About the Airbus 340
Airbus' engineers designed the A340 in parallel with the twin-engined A330: both aircraft share the same wing and similar fuselage structure and borrow heavily from the advanced avionics developed for the A320. True to Airbus’ unique family concept, the A340 offers an exceptional degree of operational commonality with all of the company’s fly-by-wire aircraft, allowing pilots to transition from one type to another with minimum training time. Qualified pilots can transfer to the A340 from the A330, or from the A320, in only a few weeks.
The A340-600 is the largest-capacity member of Airbus’ A340 Family, with an overall length of 75.36 metres and capacity for around 350 passengers, or up to 475 in a high-density seating arrangement.

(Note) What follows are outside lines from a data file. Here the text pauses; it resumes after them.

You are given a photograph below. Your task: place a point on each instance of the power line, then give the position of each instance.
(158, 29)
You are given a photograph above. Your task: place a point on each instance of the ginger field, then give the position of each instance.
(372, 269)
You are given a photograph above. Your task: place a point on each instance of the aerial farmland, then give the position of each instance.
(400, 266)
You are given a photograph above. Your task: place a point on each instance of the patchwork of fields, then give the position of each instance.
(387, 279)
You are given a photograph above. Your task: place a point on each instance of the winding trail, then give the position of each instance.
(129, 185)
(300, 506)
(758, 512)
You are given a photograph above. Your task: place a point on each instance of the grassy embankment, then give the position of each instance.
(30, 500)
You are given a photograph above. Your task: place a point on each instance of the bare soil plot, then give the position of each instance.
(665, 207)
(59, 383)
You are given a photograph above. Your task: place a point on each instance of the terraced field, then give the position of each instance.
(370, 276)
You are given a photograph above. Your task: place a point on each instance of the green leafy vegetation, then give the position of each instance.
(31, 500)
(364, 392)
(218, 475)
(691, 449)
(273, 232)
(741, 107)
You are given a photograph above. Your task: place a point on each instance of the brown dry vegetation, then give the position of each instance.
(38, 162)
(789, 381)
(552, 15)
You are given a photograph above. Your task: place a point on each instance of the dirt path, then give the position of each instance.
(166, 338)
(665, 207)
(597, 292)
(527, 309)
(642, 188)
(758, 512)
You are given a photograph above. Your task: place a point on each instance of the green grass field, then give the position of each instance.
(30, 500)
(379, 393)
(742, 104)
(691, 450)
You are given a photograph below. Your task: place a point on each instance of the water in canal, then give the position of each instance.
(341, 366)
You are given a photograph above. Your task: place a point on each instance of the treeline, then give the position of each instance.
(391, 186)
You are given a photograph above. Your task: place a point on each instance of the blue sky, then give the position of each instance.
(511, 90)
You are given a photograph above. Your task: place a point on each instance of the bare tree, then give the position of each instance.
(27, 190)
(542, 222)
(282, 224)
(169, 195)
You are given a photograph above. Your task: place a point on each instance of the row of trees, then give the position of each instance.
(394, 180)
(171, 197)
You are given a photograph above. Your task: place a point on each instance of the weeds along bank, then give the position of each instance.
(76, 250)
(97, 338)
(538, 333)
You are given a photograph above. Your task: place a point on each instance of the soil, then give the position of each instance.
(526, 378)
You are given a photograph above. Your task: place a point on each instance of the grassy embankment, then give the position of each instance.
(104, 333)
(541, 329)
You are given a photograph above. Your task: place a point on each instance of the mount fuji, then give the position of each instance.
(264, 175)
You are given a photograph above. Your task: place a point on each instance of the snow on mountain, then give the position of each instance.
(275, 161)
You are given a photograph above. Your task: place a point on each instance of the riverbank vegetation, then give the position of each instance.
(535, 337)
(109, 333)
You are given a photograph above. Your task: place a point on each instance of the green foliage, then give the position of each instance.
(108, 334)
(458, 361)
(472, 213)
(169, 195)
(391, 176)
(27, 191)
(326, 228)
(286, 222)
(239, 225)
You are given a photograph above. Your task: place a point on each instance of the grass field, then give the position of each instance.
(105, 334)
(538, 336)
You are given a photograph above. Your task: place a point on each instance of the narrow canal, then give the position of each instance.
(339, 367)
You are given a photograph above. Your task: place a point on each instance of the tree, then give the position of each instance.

Depending on the model, it has a range of 6,700 to 9,000 nautical miles(12,400 to 16,700 km; 7,700 to 10,400 mi). Its distinguishing features are four high-bypass turbofan engines and three-bogie main landing gear. The jetliner’s four Rolls-Royce Trent 500 engines use only 56,000 lbs. of their certified 60,000 lbs. of thrust, resulting in longer on-wing lives. Furthermore, the use of four engines – as opposed to two larger ones – allows for a 13 per cent reduction in maintenance costs for operators.
In terms of range, the A340-600 offers unmatched operational flexibility on non-stop flights over remote areas such as oceans and mountain ranges, allowing for operations that are not subject to ETOPS (Extended-range Twin-engine Operational Performance Standards) regulations. This enables airlines to fly more direct routes – even long distances over water or on segments far from airports – saving travel time and cutting fuel consumption.
Over the years, 600 million passengers have flown well over 20 million flight hours and 2.5 million flight cycles with airlines flying A340s as long as 16 hours per day. Over 370 A340s have been ordered.